Risa snorted. He’d noticed she was becoming more irritable by the day and had taken to pacing in whatever room she was in. Either that or moving things from one place to the next, organizing them over and over.
“Seriously, Risa. What do you expect from me here?” Bending, he retrieved his boots, then sat at a chair to put them on. “What am I supposed to do? You tell me what you want me to do here.”
“We’re going to run out of food and medicines.”
“So we go out and hunt for more.” The solution to that. She wanted a solution, right?
She visibly paled and crossed her arms. “Like it’s that easy.”
Anger flared up inside him. She knew very well what they had to do to survive. “It is that easy.”
“Bullshit it is.”
Boots on, he stood and snatched the truck keys off a nail on one of the shelving units. “Here, I’ll show you just how easy it is.”
He turned and headed for the stairs, avoiding Risa’s hands as she grabbed for him, shaking her off, taking the stairs two at a time. Behind him, he heard her scrambling to follow, her protests turning panicked.
“Cas stop! Please don’t go! Don’t leave!”
She followed him right out the door and into the afternoon sunlight and chill air, wearing only a t-shirt. No shoes, no pants, just a t-shirt. Risa clung to him, her body shivering from the cold and probably her panic, too. He couldn’t pry her fingers from his shirt. “Let go, Risa.”
“Don’t leave me!”
He got one hand loose but when he went to pry the other she just returned it to him. “Let go,” he yelled.

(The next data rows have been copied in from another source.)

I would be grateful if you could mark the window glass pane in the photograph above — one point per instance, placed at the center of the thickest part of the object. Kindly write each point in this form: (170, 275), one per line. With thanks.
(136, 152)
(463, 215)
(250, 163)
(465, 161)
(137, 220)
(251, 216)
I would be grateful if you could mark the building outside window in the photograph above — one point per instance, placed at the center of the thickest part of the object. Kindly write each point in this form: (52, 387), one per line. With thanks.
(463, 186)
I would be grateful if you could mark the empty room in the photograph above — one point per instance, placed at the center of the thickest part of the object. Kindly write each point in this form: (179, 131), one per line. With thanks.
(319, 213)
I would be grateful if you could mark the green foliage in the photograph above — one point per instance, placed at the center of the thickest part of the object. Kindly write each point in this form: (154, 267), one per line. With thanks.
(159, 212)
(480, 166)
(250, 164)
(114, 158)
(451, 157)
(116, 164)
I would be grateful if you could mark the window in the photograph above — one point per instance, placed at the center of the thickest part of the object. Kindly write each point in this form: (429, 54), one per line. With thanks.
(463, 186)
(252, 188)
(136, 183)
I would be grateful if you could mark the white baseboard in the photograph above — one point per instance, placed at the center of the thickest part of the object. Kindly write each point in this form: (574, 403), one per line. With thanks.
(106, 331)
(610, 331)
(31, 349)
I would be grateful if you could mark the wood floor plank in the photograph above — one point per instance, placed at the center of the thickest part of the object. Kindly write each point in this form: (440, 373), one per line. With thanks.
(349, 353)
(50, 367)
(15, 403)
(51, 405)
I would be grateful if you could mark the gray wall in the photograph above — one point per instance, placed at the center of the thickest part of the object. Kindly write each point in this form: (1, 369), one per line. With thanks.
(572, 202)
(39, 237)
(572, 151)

“Don’t go! I’ll do anything! I promise!” Her voice dropped to a whisper. “I promise. Whatever you want me to do, just tell me and I’ll do it.” She was irrational in it, focusing on the leaving part and not the searching for supplies they needed part. “I’ll do it, just don’t go!”
Cas stopped trying to pry her hands from him and grasped her arms. “Stop it, Risa! I’m not leaving.” He shook her. “Just…stop.”
Her eyes were wide and she gulped in breaths, her hands holding on to his shirt so tightly that her knuckles were white. Tears wet her face. “Please.”
It wasn’t the word that stopped him, but how she seemed to fold down in his hands, her shoulders bowing, body sagging in his grip. He let go of her arms only to grab her and lift her against him. She wrapped her arms and legs around him, still clinging, tighter than before. “It’s okay,” he told her, “I won’t go.”
Taking a few steps back, he leaned against the truck and held her while she sobbed and shuddered against him. He ended up carrying her into the house before she’d finally let go and stand on her own.
She was embarrassed later by her behavior, quiet and contemplative, curled up in a fetal position on the bed. “I don’t know what’s wrong with me,” she whispered, still crying softly.
Castiel moved to the bed and sat, maneuvering her so that her head was on his lap. Then he picked up the book they’d been reading out loud and read to her while she sobbed.